I wish you could experience my morning and see it the way I see it . . .
The beginning of a new day . . . filled with new possibilities, new thoughts and new discoveries.
I wish we could share a morning from the rocker on my back porch
. . . . just once.
I never knew my grandpa. He died before I was born, so he never knew me either, but I like to think about him and the good times
we might have had. I like to think he might have thought about me too, his grandson. I like to think that if he was a poet, he might have written something like this.
I wish you could see the morning from the rocker on my back porch.

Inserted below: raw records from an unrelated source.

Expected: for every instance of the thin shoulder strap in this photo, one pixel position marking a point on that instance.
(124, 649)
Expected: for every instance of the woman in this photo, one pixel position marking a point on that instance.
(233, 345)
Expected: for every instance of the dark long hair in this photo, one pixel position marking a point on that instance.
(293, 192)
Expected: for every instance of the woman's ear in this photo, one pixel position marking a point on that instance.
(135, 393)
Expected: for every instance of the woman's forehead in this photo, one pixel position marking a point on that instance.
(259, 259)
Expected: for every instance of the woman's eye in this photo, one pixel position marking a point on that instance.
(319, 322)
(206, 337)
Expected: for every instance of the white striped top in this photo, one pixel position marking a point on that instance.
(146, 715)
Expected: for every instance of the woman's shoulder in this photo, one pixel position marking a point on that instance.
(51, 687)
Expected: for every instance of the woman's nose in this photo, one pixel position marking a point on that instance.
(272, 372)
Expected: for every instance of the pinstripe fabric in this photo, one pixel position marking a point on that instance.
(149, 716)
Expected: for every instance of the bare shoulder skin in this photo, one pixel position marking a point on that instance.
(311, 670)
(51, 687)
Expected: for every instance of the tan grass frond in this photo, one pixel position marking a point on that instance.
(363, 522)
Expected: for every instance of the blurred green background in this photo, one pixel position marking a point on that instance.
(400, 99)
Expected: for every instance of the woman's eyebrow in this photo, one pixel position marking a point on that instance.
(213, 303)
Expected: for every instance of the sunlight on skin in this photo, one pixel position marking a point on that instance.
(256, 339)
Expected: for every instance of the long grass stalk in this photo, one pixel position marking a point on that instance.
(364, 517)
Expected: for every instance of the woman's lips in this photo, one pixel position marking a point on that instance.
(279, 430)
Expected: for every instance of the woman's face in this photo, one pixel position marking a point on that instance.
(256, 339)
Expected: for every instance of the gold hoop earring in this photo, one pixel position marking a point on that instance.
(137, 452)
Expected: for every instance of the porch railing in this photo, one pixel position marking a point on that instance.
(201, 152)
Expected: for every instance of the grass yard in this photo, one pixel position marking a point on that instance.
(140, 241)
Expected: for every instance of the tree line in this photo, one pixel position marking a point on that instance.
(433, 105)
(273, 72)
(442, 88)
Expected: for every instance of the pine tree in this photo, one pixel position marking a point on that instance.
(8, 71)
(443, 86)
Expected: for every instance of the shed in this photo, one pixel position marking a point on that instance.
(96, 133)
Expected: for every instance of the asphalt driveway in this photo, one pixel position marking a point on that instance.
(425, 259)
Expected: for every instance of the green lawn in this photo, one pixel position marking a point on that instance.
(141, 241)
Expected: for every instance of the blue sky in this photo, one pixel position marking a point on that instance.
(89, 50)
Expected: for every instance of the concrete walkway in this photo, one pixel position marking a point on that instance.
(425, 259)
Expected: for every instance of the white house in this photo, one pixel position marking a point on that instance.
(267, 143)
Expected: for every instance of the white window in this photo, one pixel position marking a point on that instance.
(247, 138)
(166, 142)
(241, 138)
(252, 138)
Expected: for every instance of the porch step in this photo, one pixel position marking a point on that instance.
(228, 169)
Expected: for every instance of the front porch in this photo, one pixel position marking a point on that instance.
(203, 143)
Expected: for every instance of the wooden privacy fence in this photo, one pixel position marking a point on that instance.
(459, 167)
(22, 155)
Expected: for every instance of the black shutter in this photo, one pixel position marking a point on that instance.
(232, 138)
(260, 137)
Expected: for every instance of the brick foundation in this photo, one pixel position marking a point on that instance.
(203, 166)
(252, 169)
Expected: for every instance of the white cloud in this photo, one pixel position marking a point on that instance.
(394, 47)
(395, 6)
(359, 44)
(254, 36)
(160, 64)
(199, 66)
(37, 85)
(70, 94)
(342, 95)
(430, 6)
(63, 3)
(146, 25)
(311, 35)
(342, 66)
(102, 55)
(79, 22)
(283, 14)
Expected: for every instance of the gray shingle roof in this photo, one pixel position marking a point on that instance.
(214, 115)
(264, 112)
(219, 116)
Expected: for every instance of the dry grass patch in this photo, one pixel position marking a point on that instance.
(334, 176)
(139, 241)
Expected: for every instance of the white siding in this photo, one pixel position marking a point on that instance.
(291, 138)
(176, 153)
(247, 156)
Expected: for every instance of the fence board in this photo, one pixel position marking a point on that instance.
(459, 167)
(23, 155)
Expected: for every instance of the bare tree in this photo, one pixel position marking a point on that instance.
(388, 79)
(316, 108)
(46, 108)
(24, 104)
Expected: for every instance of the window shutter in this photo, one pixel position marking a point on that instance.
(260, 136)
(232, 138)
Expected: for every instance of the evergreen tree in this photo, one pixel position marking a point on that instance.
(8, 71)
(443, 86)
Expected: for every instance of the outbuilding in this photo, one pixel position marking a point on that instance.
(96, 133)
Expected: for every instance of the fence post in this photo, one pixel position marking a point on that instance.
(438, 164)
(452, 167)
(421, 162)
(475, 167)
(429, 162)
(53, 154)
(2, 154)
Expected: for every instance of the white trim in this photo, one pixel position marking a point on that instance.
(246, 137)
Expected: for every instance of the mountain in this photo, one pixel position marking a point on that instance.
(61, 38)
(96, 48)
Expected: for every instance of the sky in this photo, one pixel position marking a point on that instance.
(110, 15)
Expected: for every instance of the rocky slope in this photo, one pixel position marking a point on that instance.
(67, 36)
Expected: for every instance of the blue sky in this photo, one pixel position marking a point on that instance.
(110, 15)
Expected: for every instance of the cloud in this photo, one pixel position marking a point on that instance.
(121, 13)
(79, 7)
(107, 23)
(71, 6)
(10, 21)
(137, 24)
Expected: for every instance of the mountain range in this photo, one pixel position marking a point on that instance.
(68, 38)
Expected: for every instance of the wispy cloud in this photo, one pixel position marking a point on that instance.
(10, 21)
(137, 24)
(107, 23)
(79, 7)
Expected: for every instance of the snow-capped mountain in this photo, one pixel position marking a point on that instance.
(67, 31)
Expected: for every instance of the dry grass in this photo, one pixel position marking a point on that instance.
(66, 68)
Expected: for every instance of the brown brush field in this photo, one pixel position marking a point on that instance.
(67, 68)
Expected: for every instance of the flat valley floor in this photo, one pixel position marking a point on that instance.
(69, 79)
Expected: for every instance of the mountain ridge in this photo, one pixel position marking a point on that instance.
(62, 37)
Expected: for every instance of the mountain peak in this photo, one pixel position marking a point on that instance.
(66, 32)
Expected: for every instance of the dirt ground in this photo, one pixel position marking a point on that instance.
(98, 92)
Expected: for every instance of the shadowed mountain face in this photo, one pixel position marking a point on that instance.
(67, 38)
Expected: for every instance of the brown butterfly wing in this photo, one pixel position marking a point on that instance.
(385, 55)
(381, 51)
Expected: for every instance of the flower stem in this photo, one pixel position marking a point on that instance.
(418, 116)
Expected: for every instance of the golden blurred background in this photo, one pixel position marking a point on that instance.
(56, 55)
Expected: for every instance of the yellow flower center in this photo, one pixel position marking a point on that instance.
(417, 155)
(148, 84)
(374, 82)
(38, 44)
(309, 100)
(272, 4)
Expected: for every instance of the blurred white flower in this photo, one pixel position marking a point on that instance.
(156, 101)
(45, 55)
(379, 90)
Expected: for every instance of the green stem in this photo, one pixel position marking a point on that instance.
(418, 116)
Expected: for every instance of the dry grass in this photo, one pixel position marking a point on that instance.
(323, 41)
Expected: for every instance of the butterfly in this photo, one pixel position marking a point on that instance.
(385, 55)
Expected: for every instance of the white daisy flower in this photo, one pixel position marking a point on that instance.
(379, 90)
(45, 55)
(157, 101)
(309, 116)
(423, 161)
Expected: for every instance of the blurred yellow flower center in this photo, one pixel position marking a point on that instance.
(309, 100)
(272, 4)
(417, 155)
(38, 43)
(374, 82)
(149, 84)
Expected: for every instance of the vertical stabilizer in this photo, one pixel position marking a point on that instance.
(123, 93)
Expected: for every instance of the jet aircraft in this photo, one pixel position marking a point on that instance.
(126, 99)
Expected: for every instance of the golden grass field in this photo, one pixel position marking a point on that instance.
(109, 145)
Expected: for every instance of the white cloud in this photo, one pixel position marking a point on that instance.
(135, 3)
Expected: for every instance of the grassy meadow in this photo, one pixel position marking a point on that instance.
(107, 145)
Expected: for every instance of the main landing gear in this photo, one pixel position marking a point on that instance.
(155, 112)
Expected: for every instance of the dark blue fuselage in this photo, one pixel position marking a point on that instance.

I wish you could hear the tingling in your ears of the absolute silence.
I wish you could feel the complete stillness of the pre-dawn air.
I wish you could smell the freshly cut grass as it lays piled on the ground from yesterday's cutting.
I wish you could see the sunlight as it touches the tips of the leaves on the mighty Blackjack trees.
And hear the calling of the morning crows
And smell the sweet wisp of the pungent purple sage.